Webb uncovered that the CIA knew its Nicaraguan Freedom Fighters -- known as Contras -- were smuggling cocaine into the nation's inner cities in order to fund their battle against the country's new socialist government, which had overthrown the previous regime in 1979. These massive shipments helped fuel the crack cocaine epidemic in major U.S. cities. His reporting was documented in a series of articles titled "Dark Alliance" in 1996.
Unfortunately for Webb, he worked for a regional paper, and its national competitors -- specifically the LA Times (who were embarrassed they missed the story) and the Washington Post -- did everything possible to discredit Webb's story (which was in fact true). Webb's personal story does not have a happy ending and is an example of how even in recent times established and respected media sources can let their journalistic oaths be corrupted by jealousy and vindictiveness.
As a movie, "Kill the Messenger" is an intriguing thriller, but Cuesta and screenwriter Peter Landesman don't quite know how to deliver a satisfactory ending. It doesn't help that a key moment in Webb's life, a speech where he received the Bay Area Press Award after his paper had just abandoned him, doesn't have the emotional resonance the filmmakers were clearly hoping for. That being said, it's a fascinating story that deserves more attention.
Speaking to Renner in August during an early press day, I noted the film made me want to do more research on Webb's life, and the "Hurt Locker" star said he had the same reaction after getting the script.
Renner recalls, "I knew there was going to be a lot of headwind because it's going to be difficult to sell, because I don't have a cape on. But I believed in it and I loved the character. I loved what he was trying to stay and what he did say."
The 43-year-old actor says the entire subject matter fascinated him, but what was more odd were the things that happened after he came on board the film as a star and producer. The San Jose Mercury News, in particular, felt they had to say something. What they were trying to say is still unclear, at least according to Renner.
"They put out another article not apologizing, but apologizing…it was a weird article," Renner says. "Someone sent it to me. They were acknowledging I was doing this movie and it was about Gary Webb and the paper and all these things. But they just wanted, before the movie got started, to have a placeholder of where they were. I felt it was a weird, weird article."

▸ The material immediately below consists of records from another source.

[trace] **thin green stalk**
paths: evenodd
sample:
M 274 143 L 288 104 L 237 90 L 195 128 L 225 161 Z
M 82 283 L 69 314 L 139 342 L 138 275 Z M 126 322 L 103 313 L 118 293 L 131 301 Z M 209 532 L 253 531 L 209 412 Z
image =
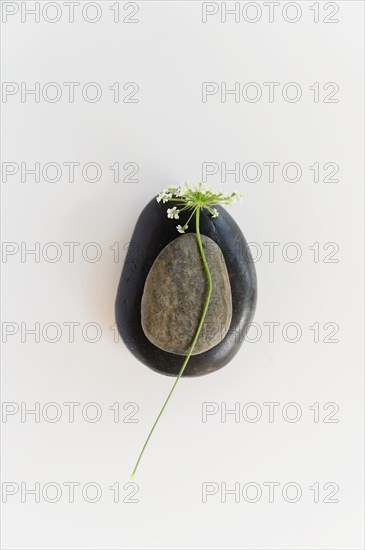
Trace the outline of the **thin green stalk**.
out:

Even after two Oscar nominations, Renner has finally become recognizable around the world for his role as Hawkeye in "The Avengers." He says "without a doubt" that notoriety has allowed him to help get smaller films like "Kill the Messenger" off the ground. While he appreciates that benefit, he doesn't want anyone to think it's the only reason he became a superhero or a member of the "Mission: Impossible" team with Tom Cruise.
"I'm passionate about everything I do or otherwise I'm not going to go do it," Renner says. "There is no amount of money that's going to make me go do something. I have to feel desire to do something. I always desired to hang out with Cruise and do 'M:I-5' and do stunts and stuff like that and work with Alec Baldwin. Whether it's a big or small movie, it excites me."
For more, watch the video interview embedded at the top of this post.
"Kill the Messenger" opens in as wide a limited release possible on Friday. That means it's likely playing in a theater near you.